Actually, that's what -- that's what my objective was to understand that because I think these days, a lot of hotels and airlines, I think they believe that know your customer is very important and that helps them a lot in the repeat business. And then secondly, of course, we had a -- people are taking a lot of short breaks as soon as you have a long weekend.

And so we are taking repeat holidays. So it was not probably was not -- it was not like whether I'm staying at Taj Palace or what, but whether I'm getting a repeat customer, whether coming people are coming again and again. I mean -- so that's what I wanted to understand how that will be...

Puneet Chhatwal:

You're right, Achal, people are coming again and again, it's becoming a very strong leverage for us. And we have 8 million, we expect to get to very quickly to 10 million once we have that it becomes the largest program. It's a very strong program on the domestic front. I doubt if anyone would come close to that. So let's see. Let's see how all this evolves. It looks very, very good and very positive at the moment.
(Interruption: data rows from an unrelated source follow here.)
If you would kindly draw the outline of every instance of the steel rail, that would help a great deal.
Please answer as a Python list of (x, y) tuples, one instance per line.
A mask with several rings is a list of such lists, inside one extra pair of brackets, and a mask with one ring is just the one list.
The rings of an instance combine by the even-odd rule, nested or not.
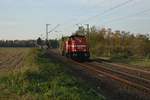
[(129, 67), (130, 65), (116, 64), (116, 63), (108, 63), (108, 62), (105, 62), (105, 61), (104, 61), (103, 63), (104, 63), (104, 64), (111, 65), (111, 66), (117, 66), (117, 67), (120, 67), (120, 68), (126, 68), (126, 69), (133, 70), (133, 71), (137, 71), (137, 72), (140, 72), (140, 73), (150, 74), (149, 71), (141, 70), (141, 69), (138, 69), (138, 68), (131, 68), (131, 67)]
[[(110, 69), (105, 69), (105, 70), (102, 71), (100, 69), (96, 69), (95, 67), (98, 67), (98, 66), (95, 66), (95, 65), (87, 65), (85, 63), (79, 63), (79, 62), (76, 62), (76, 61), (73, 61), (73, 60), (71, 62), (73, 62), (75, 64), (78, 64), (82, 67), (88, 68), (90, 71), (93, 71), (93, 72), (96, 72), (96, 73), (99, 73), (99, 74), (103, 74), (107, 77), (110, 77), (111, 79), (120, 81), (120, 82), (125, 83), (127, 85), (130, 85), (134, 88), (141, 89), (146, 93), (150, 93), (150, 88), (149, 87), (146, 87), (145, 85), (143, 85), (141, 83), (138, 83), (138, 82), (133, 82), (133, 79), (135, 79), (135, 77), (132, 77), (133, 78), (132, 80), (131, 79), (126, 79), (126, 78), (122, 78), (119, 74), (114, 75), (115, 71), (112, 71)], [(101, 68), (101, 66), (99, 66), (99, 68)], [(117, 72), (117, 73), (121, 73), (121, 72)], [(125, 76), (128, 77), (127, 74)]]
[[(136, 77), (129, 76), (127, 73), (122, 73), (119, 71), (117, 71), (117, 73), (115, 73), (116, 71), (114, 71), (114, 70), (112, 71), (111, 69), (106, 69), (106, 67), (104, 67), (104, 66), (102, 67), (102, 66), (96, 66), (96, 65), (89, 65), (89, 64), (80, 63), (80, 62), (77, 62), (77, 61), (74, 61), (71, 59), (67, 59), (67, 62), (68, 61), (72, 64), (79, 65), (80, 67), (85, 68), (87, 71), (92, 72), (92, 74), (95, 74), (95, 76), (97, 75), (96, 77), (98, 77), (98, 78), (101, 78), (99, 75), (103, 75), (105, 77), (109, 77), (113, 80), (121, 82), (122, 84), (126, 84), (128, 86), (134, 87), (135, 89), (139, 89), (144, 93), (150, 94), (150, 87), (146, 87), (145, 83), (144, 83), (144, 85), (143, 85), (143, 83), (141, 83), (143, 81), (146, 81), (147, 83), (149, 83), (149, 80), (142, 79), (142, 81), (141, 81), (141, 78), (137, 78), (138, 81), (136, 80), (136, 82), (135, 82)], [(128, 78), (128, 77), (130, 77), (130, 78)]]
[[(90, 64), (90, 63), (88, 63)], [(142, 84), (145, 84), (145, 86), (149, 87), (150, 88), (150, 80), (146, 79), (146, 78), (142, 78), (142, 77), (138, 77), (136, 75), (133, 75), (133, 74), (129, 74), (129, 73), (126, 73), (126, 72), (123, 72), (123, 71), (118, 71), (118, 70), (115, 70), (113, 68), (109, 68), (109, 67), (104, 67), (104, 65), (92, 65), (90, 64), (91, 66), (96, 66), (96, 67), (100, 67), (100, 68), (103, 68), (103, 70), (106, 70), (106, 71), (110, 71), (110, 72), (113, 72), (115, 74), (118, 74), (118, 75), (122, 75), (123, 77), (126, 77), (126, 78), (130, 78), (132, 81), (135, 81), (135, 82), (139, 82)]]
[[(150, 71), (146, 71), (146, 70), (142, 70), (142, 69), (138, 69), (138, 68), (131, 68), (131, 65), (127, 65), (127, 64), (123, 64), (123, 63), (113, 63), (109, 60), (104, 60), (104, 59), (95, 60), (95, 62), (104, 63), (104, 64), (111, 65), (111, 66), (117, 66), (120, 68), (129, 69), (132, 71), (138, 71), (140, 73), (150, 74)], [(132, 66), (134, 66), (134, 65), (132, 65)]]

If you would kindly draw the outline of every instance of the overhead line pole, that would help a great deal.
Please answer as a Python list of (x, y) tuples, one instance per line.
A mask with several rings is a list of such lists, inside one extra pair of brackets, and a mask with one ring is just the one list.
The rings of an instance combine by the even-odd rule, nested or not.
[(52, 31), (54, 31), (58, 26), (59, 24), (57, 24), (52, 30), (48, 30), (48, 26), (51, 25), (51, 24), (46, 24), (46, 41), (48, 40), (48, 35), (49, 33), (51, 33)]
[(49, 25), (51, 25), (51, 24), (46, 24), (46, 40), (45, 40), (45, 43), (46, 43), (46, 45), (48, 46), (48, 48), (50, 47), (50, 43), (49, 43), (49, 41), (48, 41), (48, 35), (49, 35), (49, 33), (51, 33), (51, 32), (53, 32), (58, 26), (59, 26), (59, 24), (57, 24), (53, 29), (51, 29), (50, 31), (49, 31), (49, 29), (48, 29), (48, 26)]
[(45, 44), (47, 45), (47, 47), (49, 48), (49, 42), (48, 42), (48, 26), (50, 24), (46, 24), (46, 39), (45, 39)]
[(46, 24), (46, 41), (48, 41), (48, 26), (49, 26), (50, 24)]

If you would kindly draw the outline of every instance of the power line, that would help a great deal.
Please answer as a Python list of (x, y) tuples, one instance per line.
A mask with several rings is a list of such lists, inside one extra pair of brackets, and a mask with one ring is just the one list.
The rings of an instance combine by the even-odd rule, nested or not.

Well, thank you, everyone, for joining the call. Thank you for your questions. We look forward to further interactions with you both offline or through other investor phones. And we look forward to the next investor call, which we will have in the month of May this year. Thank you very much. Have a wonderful evening and a wonderful weekend.

Moderator:

On behalf of The Indian Hotels Company Limited, that concludes this conference. Thank you for joining us. You may now disconnect your lines.